Lucas sat back, disappointment in his eyes.
“And that is why I say that you southern kingdoms squandere
d your opportunity. And that is why my Empire long ago closed our borders against you.”
“Our history teaches it,” Chen said. “But it is hard to believe.”
“No,” the emperor said. “Never disbelieve the folly of men.”
“And what folly are we guilty of specifically?” Lucas asked, his voice level once more, his emotions locked away.
“Here in the Empire we have many more mages than you. And not just because of our greater population. Proportionally we have a higher number. Once you were the same. Back in ancient times when you were united. A strong southern kingdom who enjoyed open trade and traffic with the great Sekali Empire.”
The emperor’s eyes narrowed slightly. “And then you splintered. Internal conflict led to the creation of a second capital at Corrin, and half the kingdom broke away.”
“Are you saying the united kingdom was Kallorwegian?” Phineas asked, incensed.
The emperor regarded him. “It was neither Kallorwegian nor Ardannian, but Southern. But its capital was at Kallmon, if that’s what you mean.”
Muttering sounded around me, but I ignored it. Even if this was true—and it did seem hard to believe—it didn’t matter what had once been. We had been two separate kingdoms for many centuries now, and Osborne had no right to deal out death for the expansion of his power.

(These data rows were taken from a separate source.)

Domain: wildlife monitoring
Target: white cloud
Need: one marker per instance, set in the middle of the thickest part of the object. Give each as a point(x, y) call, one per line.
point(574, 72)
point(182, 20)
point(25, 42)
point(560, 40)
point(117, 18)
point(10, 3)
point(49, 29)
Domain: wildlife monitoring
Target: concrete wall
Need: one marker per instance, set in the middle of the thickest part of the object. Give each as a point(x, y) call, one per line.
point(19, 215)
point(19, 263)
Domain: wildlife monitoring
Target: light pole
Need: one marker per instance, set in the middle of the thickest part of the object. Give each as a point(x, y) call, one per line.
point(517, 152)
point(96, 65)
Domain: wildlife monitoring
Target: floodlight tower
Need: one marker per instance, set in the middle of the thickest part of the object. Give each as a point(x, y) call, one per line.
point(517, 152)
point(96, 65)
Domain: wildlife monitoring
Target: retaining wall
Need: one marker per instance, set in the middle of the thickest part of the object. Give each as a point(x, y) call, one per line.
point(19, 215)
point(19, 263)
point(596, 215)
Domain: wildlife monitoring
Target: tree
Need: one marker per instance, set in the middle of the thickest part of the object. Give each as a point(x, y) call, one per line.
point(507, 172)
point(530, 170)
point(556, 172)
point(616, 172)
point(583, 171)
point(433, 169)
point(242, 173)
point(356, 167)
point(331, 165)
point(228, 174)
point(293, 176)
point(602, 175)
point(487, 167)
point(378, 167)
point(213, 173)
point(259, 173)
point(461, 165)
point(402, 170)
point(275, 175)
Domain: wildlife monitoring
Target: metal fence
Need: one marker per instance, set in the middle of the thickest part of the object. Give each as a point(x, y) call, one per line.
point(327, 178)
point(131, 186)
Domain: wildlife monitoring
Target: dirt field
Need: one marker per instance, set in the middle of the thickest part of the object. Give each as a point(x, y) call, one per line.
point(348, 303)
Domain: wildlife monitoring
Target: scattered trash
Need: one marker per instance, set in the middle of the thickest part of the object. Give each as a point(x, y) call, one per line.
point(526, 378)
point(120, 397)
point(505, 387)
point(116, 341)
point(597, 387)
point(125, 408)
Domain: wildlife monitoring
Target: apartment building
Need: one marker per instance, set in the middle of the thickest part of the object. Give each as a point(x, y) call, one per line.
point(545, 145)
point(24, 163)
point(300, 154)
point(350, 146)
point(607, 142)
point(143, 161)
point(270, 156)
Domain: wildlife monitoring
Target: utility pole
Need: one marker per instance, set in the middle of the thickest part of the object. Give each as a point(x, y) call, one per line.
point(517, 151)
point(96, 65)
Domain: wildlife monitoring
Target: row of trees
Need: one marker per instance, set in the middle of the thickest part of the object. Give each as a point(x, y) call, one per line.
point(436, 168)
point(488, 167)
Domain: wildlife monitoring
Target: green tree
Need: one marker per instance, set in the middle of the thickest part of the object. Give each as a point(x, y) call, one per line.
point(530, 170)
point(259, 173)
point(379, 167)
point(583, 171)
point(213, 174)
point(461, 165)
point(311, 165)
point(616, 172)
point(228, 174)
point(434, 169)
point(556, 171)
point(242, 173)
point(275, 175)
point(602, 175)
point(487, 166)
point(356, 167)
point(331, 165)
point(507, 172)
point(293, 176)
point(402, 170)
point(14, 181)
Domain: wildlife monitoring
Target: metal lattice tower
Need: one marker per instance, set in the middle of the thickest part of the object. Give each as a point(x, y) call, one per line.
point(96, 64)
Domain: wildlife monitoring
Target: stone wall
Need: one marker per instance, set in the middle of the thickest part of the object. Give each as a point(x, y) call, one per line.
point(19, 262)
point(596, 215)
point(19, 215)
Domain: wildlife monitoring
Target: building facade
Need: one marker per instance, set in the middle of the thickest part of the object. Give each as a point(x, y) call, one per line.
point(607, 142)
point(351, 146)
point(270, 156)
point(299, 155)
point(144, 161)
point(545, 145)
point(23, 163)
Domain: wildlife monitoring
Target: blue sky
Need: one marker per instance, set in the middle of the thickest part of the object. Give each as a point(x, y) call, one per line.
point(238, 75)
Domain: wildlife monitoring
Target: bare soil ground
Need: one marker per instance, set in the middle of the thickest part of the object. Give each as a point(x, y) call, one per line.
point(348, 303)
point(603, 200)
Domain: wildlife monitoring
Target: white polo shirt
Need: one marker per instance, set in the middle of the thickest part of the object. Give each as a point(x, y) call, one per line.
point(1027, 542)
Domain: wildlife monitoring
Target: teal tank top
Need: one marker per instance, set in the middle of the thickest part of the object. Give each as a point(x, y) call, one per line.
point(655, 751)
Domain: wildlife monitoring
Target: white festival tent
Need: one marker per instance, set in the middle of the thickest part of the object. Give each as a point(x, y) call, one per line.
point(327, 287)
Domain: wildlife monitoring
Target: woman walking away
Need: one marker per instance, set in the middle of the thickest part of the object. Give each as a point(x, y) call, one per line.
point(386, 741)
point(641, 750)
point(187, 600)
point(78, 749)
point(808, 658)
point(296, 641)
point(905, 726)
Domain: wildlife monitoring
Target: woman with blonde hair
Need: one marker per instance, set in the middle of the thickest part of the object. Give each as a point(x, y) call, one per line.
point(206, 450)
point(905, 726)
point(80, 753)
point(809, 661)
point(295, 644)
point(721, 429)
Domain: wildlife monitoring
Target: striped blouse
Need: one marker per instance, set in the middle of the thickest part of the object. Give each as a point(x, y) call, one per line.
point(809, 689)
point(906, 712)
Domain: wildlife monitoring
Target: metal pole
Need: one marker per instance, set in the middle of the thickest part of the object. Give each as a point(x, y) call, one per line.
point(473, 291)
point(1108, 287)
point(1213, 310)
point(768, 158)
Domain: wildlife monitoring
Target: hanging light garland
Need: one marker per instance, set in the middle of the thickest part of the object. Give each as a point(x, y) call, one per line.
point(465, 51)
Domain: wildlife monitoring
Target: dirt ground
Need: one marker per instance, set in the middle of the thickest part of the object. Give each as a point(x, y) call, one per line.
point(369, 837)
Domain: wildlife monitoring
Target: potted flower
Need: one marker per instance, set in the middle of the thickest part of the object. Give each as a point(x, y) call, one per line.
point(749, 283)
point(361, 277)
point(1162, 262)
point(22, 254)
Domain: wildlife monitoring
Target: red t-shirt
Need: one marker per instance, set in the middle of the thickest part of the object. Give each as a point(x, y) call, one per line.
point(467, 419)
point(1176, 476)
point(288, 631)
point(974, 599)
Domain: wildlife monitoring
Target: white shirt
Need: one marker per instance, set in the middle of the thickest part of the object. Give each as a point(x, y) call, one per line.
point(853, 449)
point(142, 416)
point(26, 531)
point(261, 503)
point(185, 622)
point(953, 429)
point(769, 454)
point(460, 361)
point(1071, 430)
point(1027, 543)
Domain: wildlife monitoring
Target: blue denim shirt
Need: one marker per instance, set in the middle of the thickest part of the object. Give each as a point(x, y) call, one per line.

It did provide some explanation, however. The words of Prince Cassius, burned into my memory, sounded in my head again. He believes you Ardannians stand in the way of the rightful Kallorwegian possession of the entire southern half of the peninsula. It seemed that somehow King Osborne had heard this story.
“You warred among yourselves for years,” the emperor continued. “You sent teams of mages to battle one another, and they were consumed in the process, their bloodlines lost forever.”
Lucas’s eyes met mine. Breach teams.
“And why do our own history books not tell of this united southern kingdom?” Phineas asked. “Or the history books of Kallorway? I remember in my youth when we could still travel to Kallmon and access their libraries as freely as our own.”